Each time a random variable is drawn from a RandomStream
object, a tuple is
added to its state_updates
list. The first element is a shared variable,
which represents the state of the random number generator associated with this
particular variable, while the second represents the PyTensor graph
corresponding to the random number generation process.
Other Random Distributions#
There are other distributions implemented.
A Real Example: Logistic Regression#
The preceding elements are featured in this more realistic example.

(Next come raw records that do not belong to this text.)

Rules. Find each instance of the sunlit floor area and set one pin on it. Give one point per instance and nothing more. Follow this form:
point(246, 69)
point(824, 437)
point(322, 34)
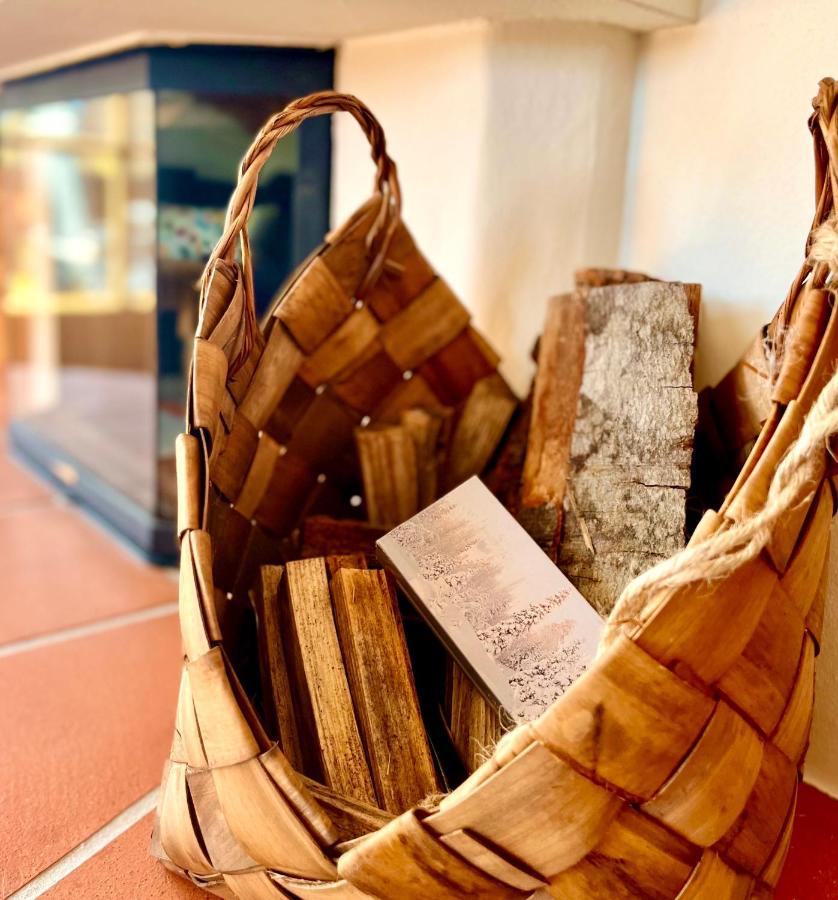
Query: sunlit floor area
point(89, 666)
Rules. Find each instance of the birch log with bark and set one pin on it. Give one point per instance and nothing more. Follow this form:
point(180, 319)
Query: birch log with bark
point(631, 449)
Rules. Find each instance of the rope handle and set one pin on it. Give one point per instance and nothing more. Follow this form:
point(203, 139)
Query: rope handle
point(244, 196)
point(823, 124)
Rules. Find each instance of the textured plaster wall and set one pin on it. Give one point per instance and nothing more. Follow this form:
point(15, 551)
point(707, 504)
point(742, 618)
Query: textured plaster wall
point(511, 143)
point(527, 150)
point(720, 190)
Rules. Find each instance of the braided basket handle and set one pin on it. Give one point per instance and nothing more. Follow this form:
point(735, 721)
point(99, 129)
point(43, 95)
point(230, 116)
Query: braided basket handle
point(241, 202)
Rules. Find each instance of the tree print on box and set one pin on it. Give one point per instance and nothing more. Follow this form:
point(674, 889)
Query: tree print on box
point(513, 621)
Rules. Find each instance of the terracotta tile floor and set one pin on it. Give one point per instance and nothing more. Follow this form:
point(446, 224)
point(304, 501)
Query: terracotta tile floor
point(86, 715)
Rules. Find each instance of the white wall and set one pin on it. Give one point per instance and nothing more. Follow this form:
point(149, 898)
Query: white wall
point(720, 185)
point(721, 191)
point(510, 142)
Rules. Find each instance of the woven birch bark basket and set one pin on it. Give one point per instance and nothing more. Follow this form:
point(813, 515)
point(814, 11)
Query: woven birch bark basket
point(669, 770)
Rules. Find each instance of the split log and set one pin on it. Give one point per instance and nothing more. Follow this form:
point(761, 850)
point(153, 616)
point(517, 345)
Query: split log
point(561, 354)
point(381, 682)
point(277, 700)
point(387, 456)
point(324, 703)
point(425, 430)
point(351, 817)
point(474, 723)
point(631, 449)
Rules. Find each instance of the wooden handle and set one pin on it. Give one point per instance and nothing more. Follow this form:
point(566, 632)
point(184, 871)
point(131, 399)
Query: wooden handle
point(278, 126)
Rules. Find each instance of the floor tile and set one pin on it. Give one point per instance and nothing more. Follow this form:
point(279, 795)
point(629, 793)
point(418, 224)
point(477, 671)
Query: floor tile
point(811, 870)
point(86, 725)
point(125, 871)
point(60, 570)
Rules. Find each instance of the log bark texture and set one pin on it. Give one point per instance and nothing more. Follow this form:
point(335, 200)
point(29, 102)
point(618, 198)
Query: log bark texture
point(631, 450)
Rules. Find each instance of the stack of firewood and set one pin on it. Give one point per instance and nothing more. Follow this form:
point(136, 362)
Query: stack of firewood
point(596, 464)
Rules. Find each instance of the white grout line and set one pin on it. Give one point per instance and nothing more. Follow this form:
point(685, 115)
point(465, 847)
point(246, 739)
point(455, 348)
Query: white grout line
point(78, 631)
point(88, 848)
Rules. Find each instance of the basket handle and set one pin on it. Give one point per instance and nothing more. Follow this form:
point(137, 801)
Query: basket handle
point(241, 202)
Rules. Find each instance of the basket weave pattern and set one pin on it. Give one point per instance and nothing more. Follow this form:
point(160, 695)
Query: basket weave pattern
point(669, 769)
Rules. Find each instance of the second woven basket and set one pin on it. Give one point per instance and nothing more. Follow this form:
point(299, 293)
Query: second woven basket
point(669, 770)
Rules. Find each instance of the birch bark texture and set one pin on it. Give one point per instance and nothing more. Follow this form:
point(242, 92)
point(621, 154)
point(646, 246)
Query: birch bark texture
point(630, 453)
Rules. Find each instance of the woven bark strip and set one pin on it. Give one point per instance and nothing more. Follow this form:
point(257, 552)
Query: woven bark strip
point(669, 770)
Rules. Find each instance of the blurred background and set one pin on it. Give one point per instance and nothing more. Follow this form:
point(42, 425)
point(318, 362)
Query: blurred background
point(533, 137)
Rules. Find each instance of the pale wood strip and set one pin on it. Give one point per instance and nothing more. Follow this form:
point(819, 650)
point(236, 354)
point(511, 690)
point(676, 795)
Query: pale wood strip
point(424, 429)
point(200, 544)
point(751, 496)
point(741, 401)
point(814, 618)
point(176, 830)
point(274, 373)
point(253, 886)
point(561, 357)
point(220, 287)
point(549, 835)
point(404, 860)
point(193, 626)
point(229, 467)
point(792, 733)
point(430, 322)
point(265, 823)
point(473, 722)
point(209, 382)
point(276, 685)
point(341, 349)
point(188, 466)
point(684, 629)
point(802, 340)
point(774, 867)
point(323, 534)
point(803, 573)
point(714, 878)
point(331, 890)
point(225, 851)
point(293, 788)
point(325, 688)
point(187, 733)
point(413, 393)
point(381, 681)
point(761, 680)
point(599, 277)
point(314, 305)
point(751, 839)
point(387, 456)
point(214, 884)
point(352, 818)
point(481, 855)
point(629, 720)
point(228, 333)
point(637, 857)
point(225, 731)
point(708, 791)
point(480, 428)
point(259, 475)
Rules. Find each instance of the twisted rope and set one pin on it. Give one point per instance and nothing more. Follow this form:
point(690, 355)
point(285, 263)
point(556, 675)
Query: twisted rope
point(802, 467)
point(725, 551)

It will be used repeatedly.
import numpy as np
import pytensor
import pytensor.tensor as pt
rng = np.random.default_rng(2882)
N = 400 # training sample size
feats = 784 # number of input variables
# generate a dataset: D = (input_values, target_class)

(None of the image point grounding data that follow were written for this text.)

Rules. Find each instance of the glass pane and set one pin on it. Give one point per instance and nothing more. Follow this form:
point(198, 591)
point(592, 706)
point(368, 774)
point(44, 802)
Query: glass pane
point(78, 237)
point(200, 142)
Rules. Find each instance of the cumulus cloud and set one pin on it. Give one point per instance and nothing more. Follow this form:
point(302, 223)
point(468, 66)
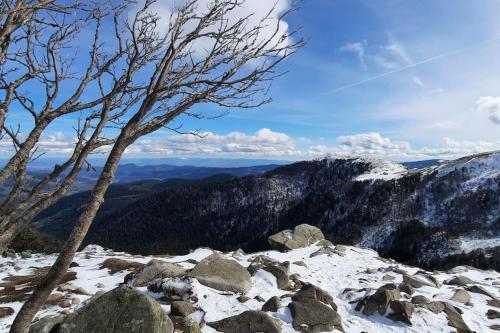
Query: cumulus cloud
point(489, 105)
point(254, 11)
point(358, 48)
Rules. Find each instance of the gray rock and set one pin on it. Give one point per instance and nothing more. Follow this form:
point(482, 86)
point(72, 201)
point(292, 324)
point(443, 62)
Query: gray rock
point(120, 310)
point(492, 314)
point(6, 311)
point(310, 315)
point(310, 291)
point(47, 324)
point(460, 281)
point(302, 236)
point(406, 288)
point(181, 308)
point(157, 269)
point(461, 296)
point(223, 274)
point(248, 322)
point(272, 304)
point(479, 290)
point(402, 311)
point(455, 319)
point(419, 299)
point(415, 282)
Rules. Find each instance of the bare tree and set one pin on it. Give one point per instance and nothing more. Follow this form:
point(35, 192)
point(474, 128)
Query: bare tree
point(34, 40)
point(234, 69)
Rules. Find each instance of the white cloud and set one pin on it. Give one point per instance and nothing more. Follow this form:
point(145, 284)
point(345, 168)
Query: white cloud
point(358, 48)
point(254, 11)
point(489, 105)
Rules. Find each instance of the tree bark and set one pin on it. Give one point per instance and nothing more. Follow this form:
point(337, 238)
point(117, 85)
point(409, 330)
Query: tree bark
point(59, 268)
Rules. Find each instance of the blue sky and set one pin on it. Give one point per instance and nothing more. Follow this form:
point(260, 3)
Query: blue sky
point(403, 80)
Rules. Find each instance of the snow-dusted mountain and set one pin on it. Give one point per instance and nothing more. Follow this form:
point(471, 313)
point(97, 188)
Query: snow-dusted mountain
point(436, 216)
point(349, 279)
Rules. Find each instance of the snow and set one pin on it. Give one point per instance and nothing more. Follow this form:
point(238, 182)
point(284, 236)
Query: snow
point(331, 273)
point(383, 170)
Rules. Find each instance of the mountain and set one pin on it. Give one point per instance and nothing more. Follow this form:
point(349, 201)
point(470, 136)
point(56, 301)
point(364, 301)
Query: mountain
point(436, 216)
point(321, 287)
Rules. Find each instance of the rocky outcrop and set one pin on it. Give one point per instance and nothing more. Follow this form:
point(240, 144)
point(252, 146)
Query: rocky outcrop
point(303, 235)
point(156, 269)
point(120, 310)
point(220, 273)
point(248, 322)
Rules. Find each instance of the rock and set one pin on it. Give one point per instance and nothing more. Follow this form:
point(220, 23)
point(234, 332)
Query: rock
point(341, 248)
point(494, 302)
point(406, 288)
point(310, 315)
point(26, 254)
point(157, 269)
point(479, 290)
point(6, 311)
point(302, 236)
point(380, 300)
point(300, 263)
point(243, 299)
point(324, 243)
point(419, 299)
point(461, 296)
point(117, 265)
point(461, 280)
point(415, 282)
point(46, 324)
point(455, 319)
point(248, 322)
point(123, 309)
point(310, 291)
point(323, 251)
point(272, 304)
point(222, 274)
point(66, 287)
point(192, 328)
point(402, 311)
point(493, 314)
point(181, 308)
point(434, 306)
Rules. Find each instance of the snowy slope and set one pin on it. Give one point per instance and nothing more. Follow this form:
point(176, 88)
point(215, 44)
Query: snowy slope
point(331, 273)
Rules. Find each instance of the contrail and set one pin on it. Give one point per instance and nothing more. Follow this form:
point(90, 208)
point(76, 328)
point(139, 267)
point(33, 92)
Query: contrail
point(415, 64)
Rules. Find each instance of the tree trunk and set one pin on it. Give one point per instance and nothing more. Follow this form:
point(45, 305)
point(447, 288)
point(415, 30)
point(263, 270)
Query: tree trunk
point(59, 268)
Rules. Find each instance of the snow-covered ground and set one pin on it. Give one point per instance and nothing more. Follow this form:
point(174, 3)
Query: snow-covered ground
point(331, 273)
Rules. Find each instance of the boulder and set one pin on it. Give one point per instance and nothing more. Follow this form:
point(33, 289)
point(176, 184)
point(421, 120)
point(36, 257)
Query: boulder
point(492, 314)
point(406, 288)
point(6, 311)
point(380, 300)
point(247, 322)
point(120, 310)
point(116, 265)
point(460, 281)
point(461, 296)
point(272, 304)
point(156, 269)
point(415, 282)
point(402, 311)
point(479, 290)
point(455, 319)
point(181, 308)
point(222, 274)
point(47, 324)
point(302, 236)
point(310, 291)
point(310, 315)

D = (rng.standard_normal((N, feats)), rng.integers(size=N, low=0, high=2))
training_steps = 10000
# Declare PyTensor symbolic variables
x = pt.dmatrix("x")
y = pt.dvector("y")
# initialize the weight vector w randomly
#
# this and the following bias variable b
# are shared so they keep their values
# between training iterations (updates)
w = pytensor.shared(rng.standard_normal(feats), name="w")
# initialize the bias term
b = pytensor.shared(0., name="b")
print("Initial model:")
print(w.get_value())
print(b.get_value())
# Construct PyTensor expression graph
p_1 = 1 / (1 + pt.exp(-pt.dot(x, w) - b)) # Probability that target = 1
prediction = p_1 > 0.5 # The prediction thresholded
xent = -y * pt.log(p_1) - (1-y) * pt.log(1-p_1) # Cross-entropy loss function
cost = xent.mean() + 0.01 * (w ** 2).sum() # The cost to minimize
gw, gb = pt.grad(cost, [w, b]) # Compute the gradient of the cost
# w.r.t weight vector w and
# bias term b (we shall
# return to this in a
# following section of this
# tutorial)
# Compile
train = pytensor.function(
inputs=[x,y],
outputs=[prediction, xent],
updates=((w, w - 0.1 * gw), (b, b - 0.1 * gb)))
predict = pytensor.function(inputs=[x], outputs=prediction)
# Train
for i in range(training_steps):
pred, err = train(D[0], D[1])
print("Final model:")
print(w.get_value())
print(b.get_value())
print("target values for D:")
print(D[1])
print("prediction on D:")
print(predict(D[0]))